주요 변경: 1. ff_val_initial_avg / ff_val_moving_avg 사용 → val_loss full history 사용 (MlflowClient.get_metric_history). 2. client: MlflowClient | None = None 인자 추가 (테스트 주입 용이). 3. Block size, cutoff constants는 module-level 상수로 추출. 4. ERROR 조건 명시: empty history, insufficient samples, non-positive initial. 5. Legacy 상수 (0.5 / 0.6)는 완전히 제거 — 추상 재사용 금지.

1.2 Module docstring 갱신¶

Line 21 (현재 기술):

  G5 run-level : val_moving_avg / val_initial_avg < 0.5 (strict; ≥0.6 → FAIL).

으로 교체:

  G5 run-level : rel_decrease = (mean(vl[:3]) - mean(vl[-3:])) / mean(vl[:3])
                 PASS >= 0.0017, WARNING >= 0.0, FAIL < 0.0 (v6 n=22 back-test).

1.3 호출부 업데이트 (있다면)¶

Grep로 evaluate_gate5( 호출을 찾아 client 주입 여부 확인. 현재는 MlflowClient를 함수 내부에서 생성하므로 기존 호출부는 그대로 동작해야 함 (backward-compat).

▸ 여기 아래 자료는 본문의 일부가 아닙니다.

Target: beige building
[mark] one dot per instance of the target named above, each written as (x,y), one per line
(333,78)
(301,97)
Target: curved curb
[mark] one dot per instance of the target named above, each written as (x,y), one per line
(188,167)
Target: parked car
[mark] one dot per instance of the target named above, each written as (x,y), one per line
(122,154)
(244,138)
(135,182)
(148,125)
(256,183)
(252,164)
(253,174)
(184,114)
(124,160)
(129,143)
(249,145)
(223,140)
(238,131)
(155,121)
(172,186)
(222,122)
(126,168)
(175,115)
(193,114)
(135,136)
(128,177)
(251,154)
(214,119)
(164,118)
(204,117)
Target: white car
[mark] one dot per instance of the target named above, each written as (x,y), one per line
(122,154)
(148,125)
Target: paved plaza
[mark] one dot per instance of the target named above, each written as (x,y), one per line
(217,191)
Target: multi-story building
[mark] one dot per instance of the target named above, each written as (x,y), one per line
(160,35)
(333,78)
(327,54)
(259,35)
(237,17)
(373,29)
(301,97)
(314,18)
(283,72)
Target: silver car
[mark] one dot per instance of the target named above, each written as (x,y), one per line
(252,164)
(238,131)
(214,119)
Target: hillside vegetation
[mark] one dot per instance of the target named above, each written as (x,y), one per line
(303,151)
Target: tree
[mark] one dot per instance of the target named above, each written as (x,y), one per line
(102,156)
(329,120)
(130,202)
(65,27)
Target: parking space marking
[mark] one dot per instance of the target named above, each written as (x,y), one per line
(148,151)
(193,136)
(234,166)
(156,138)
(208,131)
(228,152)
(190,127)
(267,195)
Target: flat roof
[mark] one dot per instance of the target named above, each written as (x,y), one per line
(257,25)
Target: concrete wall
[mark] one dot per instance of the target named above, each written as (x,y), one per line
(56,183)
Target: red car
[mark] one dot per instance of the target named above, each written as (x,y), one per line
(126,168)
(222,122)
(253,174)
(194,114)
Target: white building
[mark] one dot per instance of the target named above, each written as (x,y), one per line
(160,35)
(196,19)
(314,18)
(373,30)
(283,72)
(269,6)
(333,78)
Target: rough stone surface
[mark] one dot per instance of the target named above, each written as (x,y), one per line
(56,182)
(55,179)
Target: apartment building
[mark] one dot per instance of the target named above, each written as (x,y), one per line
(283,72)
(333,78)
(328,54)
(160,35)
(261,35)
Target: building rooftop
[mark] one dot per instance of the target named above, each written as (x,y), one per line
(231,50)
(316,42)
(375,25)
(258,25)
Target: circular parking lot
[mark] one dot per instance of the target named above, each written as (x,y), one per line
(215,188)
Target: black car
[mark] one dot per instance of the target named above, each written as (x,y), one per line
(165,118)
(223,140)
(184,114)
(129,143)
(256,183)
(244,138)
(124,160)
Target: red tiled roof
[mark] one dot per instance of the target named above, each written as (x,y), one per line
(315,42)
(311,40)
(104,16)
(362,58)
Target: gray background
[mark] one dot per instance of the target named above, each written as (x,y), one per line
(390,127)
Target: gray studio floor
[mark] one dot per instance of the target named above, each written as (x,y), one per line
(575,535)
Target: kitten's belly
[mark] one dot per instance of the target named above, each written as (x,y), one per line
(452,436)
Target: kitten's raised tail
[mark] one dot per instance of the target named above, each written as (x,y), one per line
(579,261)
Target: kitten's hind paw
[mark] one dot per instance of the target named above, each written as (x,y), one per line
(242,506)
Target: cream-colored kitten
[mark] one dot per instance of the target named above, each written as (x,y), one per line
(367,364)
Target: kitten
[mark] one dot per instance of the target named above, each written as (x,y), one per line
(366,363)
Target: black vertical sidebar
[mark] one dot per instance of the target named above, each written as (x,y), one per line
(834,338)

2. 테스트 갱신 (`tests/test_v7_stage05_smoke_analysis.py`)¶

2.1 기존 테스트 치환¶

TestGate5::test_gate5_pass_on_good_ratio, test_gate5_fail_on_bad_ratio 두 개는 ff_val_initial_avg/ff_val_moving_avg를 사용하므로 새 계약과 맞지 않음. 아래로 치환:

class TestGate5:

    @staticmethod
    def _mk_run_with_val_loss(
        run_id: str, val_loss_series: list[float]
    ) -> SimpleNamespace:
        """Build a run whose MlflowClient.get_metric_history returns the given series."""
        # `make_run` builds the Run object; MLflow client is mocked separately.
        return SimpleNamespace(
            info=SimpleNamespace(run_id=run_id, status="FINISHED"),
            data=SimpleNamespace(params={"cell_id": "B0", "seed": "42"},
                                 metrics={}, tags={}),
        )

    @staticmethod
    def _mock_client(run_histories: dict[str, list[float]]) -> MagicMock:
        client = MagicMock()

        def _get_metric_history(run_id: str, key: str):
            if key != "val_loss":
                return []
            series = run_histories.get(run_id, [])
            return [
                SimpleNamespace(step=i, value=float(v))
                for i, v in enumerate(series)
            ]

        client.get_metric_history.side_effect = _get_metric_history
        return client

    def test_gate5_pass_on_clear_decrease(self, sa):
        """rel_decrease well above PASS cutoff → PASS."""
        run = self._mk_run_with_val_loss("r1", [])
        vals = [1.0, 1.0, 1.0, 0.9, 0.9, 0.9]  # rel_decrease = 0.10
        client = self._mock_client({"r1": vals})
        results = sa.evaluate_gate5([run], client=client)
        assert results[0].verdict == "PASS", results[0].detail

    def test_gate5_warning_on_borderline(self, sa):
        """rel_decrease ∈ [0, 0.0017) → WARNING."""
        run = self._mk_run_with_val_loss("r1", [])
        # mean([1.0]*3)=1.0, mean([0.9995]*3)=0.9995 -> dec=0.0005
        vals = [1.0, 1.0, 1.0, 0.9995, 0.9995, 0.9995]
        client = self._mock_client({"r1": vals})
        results = sa.evaluate_gate5([run], client=client)
        assert results[0].verdict == "WARNING", results[0].detail

    def test_gate5_fail_on_net_increase(self, sa):
        """val_loss net increase → FAIL."""
        run = self._mk_run_with_val_loss("r1", [])
        vals = [0.6, 0.6, 0.6, 0.61, 0.61, 0.61]  # rel_decrease = -0.0167
        client = self._mock_client({"r1": vals})
        results = sa.evaluate_gate5([run], client=client)
        assert results[0].verdict == "FAIL", results[0].detail

    def test_gate5_error_on_insufficient_samples(self, sa):
        """len(val_loss) < 6 → ERROR."""
        run = self._mk_run_with_val_loss("r1", [])
        vals = [1.0, 0.9, 0.8]  # too short
        client = self._mock_client({"r1": vals})
        results = sa.evaluate_gate5([run], client=client)
        assert results[0].verdict == "ERROR"
        assert "insufficient" in results[0].detail.lower()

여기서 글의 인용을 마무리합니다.